24 de setembro de 2019

Há 40 anos, um Bi Campeonato para Ficar na História

By Ivaldo Marciano, Grande Tricolor.

Este jogo tem uma História que diz respeito diretamente a mim e a Nilson.

O dia 23/09 caiu no domingo. Morávamos, nesta época, na Linha do Tiro, mais precisamente na Rua Eládio de Camboim. Esta rua fica às margens do Rio Morno, na Linha do Tiro. Desde sábado que convivíamos, eu e Nilson, com as tensões desta final. Meu avô, pai de Nilson, foi em busca de um sapo, destes a que popularmente nomeamos como "cururu". Para ele, a situação estava muito intranquila. O Náutico havia vencido a primeira partida por dois a zero, e ao que parece, estava com melhor plantel para vencer o certame.

Capturado o sapo, e vencido as resistências femininas em ter o batráquio em casa (minha avó, mãe de Nilson, não queria admitir a hipótese de ter um destes bichinhos em seus domínios), meu avô foi em buscas de velas nas cores vermelho e branca. Logo cedo, de posse dos charutos e dos nomes dos jogadores do Náutico, cada qual amarrado com seus respectivos retratos, em fitas que estavam atadas ao sapo em questão, meu avô preparou tudo isto em meio a uma seriedade fidagal. Quem não o conhecesse diria que se tratava de um autêntico catimbozeiro da época, personagem muito comum do Recife destes anos de 1970. Nilson e eu perguntávamos a ele o que era aquilo, e como um bom homem que aparentava ter conhecimento da magia, nada disse a respeito. Aqui me parece que meu avô havia lido O Ramo de Ouro, de Frazer, que aludia ao fato de que a eficácia da magia está diretamente associada ao segredo, e este, em termos de catimbó, era fundamental.

Neste dia, 23/09 (domingo), meu avô foi ao jogo com seu "pacote" e mais o conluio com Lyra, antigo cuidador do gramado coral. Estava tudo combinado para que meu avô tivesse acesso ao estádio, e assim pudesse jogar o “pacote” o mais próximo possível dos jogadores do Náutico. Ao ter seu acesso ao campo liberado, meu avô jogou o sapo na direção destes e se retirou do campo. Talvez meu avô fosse um antropólogo empírico, e soubesse que a magia, para ter eficácia, necessitaria da crença dos envolvidos. Evans Pritchard, antropólogo da escola britânica, sabia que os azandes acreditavam em suas práticas mágicas, mas que estas não possuíam eficácia entre aqueles que não eram Azandes. Isso ele discorre de forma brilhante no livro Bruxaria, Magia e Oráculo entre os azandes.
Certamente meu avô estava convencido de que isto, o sapo, iria impressionar os jogadores do Náutico. E assim o fez.

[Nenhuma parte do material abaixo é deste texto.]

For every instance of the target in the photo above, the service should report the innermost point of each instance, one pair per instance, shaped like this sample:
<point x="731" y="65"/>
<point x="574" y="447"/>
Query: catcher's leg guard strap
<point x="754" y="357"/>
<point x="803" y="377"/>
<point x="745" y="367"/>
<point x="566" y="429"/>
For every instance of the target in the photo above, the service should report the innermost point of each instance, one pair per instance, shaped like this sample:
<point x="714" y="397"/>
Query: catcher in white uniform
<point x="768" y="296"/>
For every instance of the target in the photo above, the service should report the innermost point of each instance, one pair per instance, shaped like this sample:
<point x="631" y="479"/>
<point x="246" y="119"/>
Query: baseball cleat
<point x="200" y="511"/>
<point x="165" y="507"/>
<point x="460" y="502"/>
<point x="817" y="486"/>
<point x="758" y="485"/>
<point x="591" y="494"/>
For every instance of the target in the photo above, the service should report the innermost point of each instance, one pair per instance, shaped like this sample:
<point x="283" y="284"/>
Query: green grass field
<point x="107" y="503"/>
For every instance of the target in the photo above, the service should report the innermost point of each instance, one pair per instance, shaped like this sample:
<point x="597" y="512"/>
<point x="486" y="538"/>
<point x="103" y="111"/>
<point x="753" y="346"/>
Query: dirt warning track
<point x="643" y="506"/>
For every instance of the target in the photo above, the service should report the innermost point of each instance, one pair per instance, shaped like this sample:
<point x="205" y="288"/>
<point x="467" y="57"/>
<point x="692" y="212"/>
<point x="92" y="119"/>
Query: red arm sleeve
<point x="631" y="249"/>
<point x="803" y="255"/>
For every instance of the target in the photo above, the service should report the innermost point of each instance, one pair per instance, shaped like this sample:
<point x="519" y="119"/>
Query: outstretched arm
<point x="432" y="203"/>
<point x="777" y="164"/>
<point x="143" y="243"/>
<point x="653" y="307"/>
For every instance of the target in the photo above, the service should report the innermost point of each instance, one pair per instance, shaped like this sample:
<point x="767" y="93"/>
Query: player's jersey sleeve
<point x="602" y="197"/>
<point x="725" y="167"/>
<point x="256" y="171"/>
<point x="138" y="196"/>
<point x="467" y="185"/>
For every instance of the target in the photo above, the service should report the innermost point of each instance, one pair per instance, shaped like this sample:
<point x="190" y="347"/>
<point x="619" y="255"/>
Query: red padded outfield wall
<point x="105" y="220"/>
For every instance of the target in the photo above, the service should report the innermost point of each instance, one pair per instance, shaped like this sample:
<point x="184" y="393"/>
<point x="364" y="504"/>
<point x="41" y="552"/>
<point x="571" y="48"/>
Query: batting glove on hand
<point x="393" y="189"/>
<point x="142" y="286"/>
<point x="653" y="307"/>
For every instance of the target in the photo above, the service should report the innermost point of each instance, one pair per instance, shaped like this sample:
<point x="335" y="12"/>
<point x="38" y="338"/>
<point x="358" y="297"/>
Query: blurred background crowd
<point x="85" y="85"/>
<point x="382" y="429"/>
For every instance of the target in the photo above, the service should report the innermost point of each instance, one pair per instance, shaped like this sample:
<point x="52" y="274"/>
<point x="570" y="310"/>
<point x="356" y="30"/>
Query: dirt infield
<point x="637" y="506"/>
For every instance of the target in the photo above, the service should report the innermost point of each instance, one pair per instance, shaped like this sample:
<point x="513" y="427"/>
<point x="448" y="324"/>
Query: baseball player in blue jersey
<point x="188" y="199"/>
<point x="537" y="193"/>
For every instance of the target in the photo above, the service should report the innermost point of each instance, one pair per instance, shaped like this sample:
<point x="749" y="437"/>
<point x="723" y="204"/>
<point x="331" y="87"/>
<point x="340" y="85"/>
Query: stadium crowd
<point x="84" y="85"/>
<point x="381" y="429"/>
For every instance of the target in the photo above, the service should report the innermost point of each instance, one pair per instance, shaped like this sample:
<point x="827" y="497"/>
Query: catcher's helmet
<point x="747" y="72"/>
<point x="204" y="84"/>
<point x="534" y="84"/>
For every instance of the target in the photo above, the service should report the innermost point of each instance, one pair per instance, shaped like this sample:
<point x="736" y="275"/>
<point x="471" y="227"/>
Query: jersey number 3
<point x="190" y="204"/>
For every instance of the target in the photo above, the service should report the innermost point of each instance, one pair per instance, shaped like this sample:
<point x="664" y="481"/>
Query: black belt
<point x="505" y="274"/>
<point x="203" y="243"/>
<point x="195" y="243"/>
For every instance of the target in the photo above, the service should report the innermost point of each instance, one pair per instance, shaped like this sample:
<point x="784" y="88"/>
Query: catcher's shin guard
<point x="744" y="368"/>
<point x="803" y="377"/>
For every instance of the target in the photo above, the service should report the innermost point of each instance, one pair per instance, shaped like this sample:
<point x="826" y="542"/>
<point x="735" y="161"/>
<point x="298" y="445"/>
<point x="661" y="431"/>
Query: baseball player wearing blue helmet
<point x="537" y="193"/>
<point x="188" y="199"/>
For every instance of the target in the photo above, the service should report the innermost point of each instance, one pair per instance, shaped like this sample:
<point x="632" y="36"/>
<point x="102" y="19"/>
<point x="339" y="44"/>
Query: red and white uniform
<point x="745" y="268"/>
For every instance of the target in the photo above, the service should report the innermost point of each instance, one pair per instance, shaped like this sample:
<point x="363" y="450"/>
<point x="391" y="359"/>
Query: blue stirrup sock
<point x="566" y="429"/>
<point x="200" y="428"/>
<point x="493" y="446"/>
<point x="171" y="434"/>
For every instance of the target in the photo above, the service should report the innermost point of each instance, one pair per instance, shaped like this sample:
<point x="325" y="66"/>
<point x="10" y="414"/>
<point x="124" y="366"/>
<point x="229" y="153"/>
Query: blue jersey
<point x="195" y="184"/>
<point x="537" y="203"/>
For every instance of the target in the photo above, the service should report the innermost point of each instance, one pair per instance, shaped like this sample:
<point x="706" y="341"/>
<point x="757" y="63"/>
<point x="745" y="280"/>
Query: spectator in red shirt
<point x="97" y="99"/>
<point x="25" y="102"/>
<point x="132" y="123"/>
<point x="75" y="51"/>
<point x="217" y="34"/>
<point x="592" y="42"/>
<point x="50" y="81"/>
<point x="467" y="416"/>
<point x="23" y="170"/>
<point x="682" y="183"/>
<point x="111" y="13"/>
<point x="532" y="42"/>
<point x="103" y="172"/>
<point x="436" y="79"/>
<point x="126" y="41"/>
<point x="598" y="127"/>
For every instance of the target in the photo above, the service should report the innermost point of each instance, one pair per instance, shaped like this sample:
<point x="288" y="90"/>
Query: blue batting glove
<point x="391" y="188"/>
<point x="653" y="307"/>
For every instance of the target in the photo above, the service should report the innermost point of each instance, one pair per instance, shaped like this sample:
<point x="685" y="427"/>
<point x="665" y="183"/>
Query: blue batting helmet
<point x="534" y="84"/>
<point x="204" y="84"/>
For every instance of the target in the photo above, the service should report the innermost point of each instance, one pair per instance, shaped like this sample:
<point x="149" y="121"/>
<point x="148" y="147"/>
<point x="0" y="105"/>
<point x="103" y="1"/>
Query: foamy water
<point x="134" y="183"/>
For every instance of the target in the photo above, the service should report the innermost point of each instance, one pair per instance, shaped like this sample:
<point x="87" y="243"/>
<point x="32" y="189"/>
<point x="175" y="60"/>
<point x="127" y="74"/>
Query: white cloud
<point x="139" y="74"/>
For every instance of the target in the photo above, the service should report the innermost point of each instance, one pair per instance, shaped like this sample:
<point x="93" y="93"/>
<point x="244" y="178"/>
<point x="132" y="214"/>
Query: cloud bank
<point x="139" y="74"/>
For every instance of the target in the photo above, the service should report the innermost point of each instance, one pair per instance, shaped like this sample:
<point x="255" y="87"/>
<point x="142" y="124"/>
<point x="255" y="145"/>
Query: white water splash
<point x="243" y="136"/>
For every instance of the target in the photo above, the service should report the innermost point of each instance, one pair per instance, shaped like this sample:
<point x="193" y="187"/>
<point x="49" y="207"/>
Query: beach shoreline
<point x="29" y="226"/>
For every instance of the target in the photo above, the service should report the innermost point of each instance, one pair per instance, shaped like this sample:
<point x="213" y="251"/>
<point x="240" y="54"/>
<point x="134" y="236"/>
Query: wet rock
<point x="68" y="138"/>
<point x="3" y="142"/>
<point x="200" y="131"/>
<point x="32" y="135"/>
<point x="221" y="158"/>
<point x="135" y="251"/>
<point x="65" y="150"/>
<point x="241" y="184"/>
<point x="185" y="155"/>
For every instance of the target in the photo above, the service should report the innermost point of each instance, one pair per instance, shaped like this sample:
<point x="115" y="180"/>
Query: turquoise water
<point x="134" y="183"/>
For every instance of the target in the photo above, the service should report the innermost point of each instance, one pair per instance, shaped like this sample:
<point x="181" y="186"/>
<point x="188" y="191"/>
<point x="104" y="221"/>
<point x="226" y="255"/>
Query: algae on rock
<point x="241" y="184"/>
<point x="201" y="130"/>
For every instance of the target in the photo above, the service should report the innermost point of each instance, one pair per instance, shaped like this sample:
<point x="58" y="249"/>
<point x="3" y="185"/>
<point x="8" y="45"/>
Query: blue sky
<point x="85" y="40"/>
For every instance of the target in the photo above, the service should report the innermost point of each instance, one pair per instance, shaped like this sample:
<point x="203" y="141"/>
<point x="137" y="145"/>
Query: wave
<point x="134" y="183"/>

Jogado o pacote, um dos membros da comissão técnica se assusta com o fato e chuta o pacote em direção ao campo, não sem antes ter feito algo que nos dias hoje seria considerado “politicamente incorreto”, no caso, colocou a genitália para fora e fez “xixi” em volta do sapo com todas as suas paramentas. Este, o sapo, foi ao meio do campo, corroborando com a tensão e o medo do feitiço, como diria Yvonne Maggie em livro de nome análogo.

O resultado de tudo isto foi que o Náutico abriu o placar e terminou perdendo o jogo por três tentos a um, com gols marcados por Joãozinho, ainda no primeiro tempo, Betinho e Carlos Alberto Barbosa, no segundo tempo. O detalhe é que mesmo o Santa Cruz tendo vencido os três turnos, o Náutico vencera duas partidas seguidas, e estava com toda a moral para levar o campeonato para a Rosa e Silva.

Este foi mais um título que teve como participação os abnegados torcedores do Santa Cruz, e meu avô, neste dia, foi premiado com as comemorações dos amigos que lhe festejaram ao máximo. Ele também viu a charge do dia seguinte, que era publicado no Diário de Pernambuco, ter um sapo em meio ao campo e os desenhos de uma cobra coral esfuziante, em cima do timbu derrotado.

As memórias do Santa Cruz, e daqueles que o defendem ao máximo, são fundamentais para entender o que de fato significa SANTA CRUZ.

Ivaldo Marciano, neto de Seu Lima, e nas horas vagas, Prof. de História da África da UNEB DEDC II.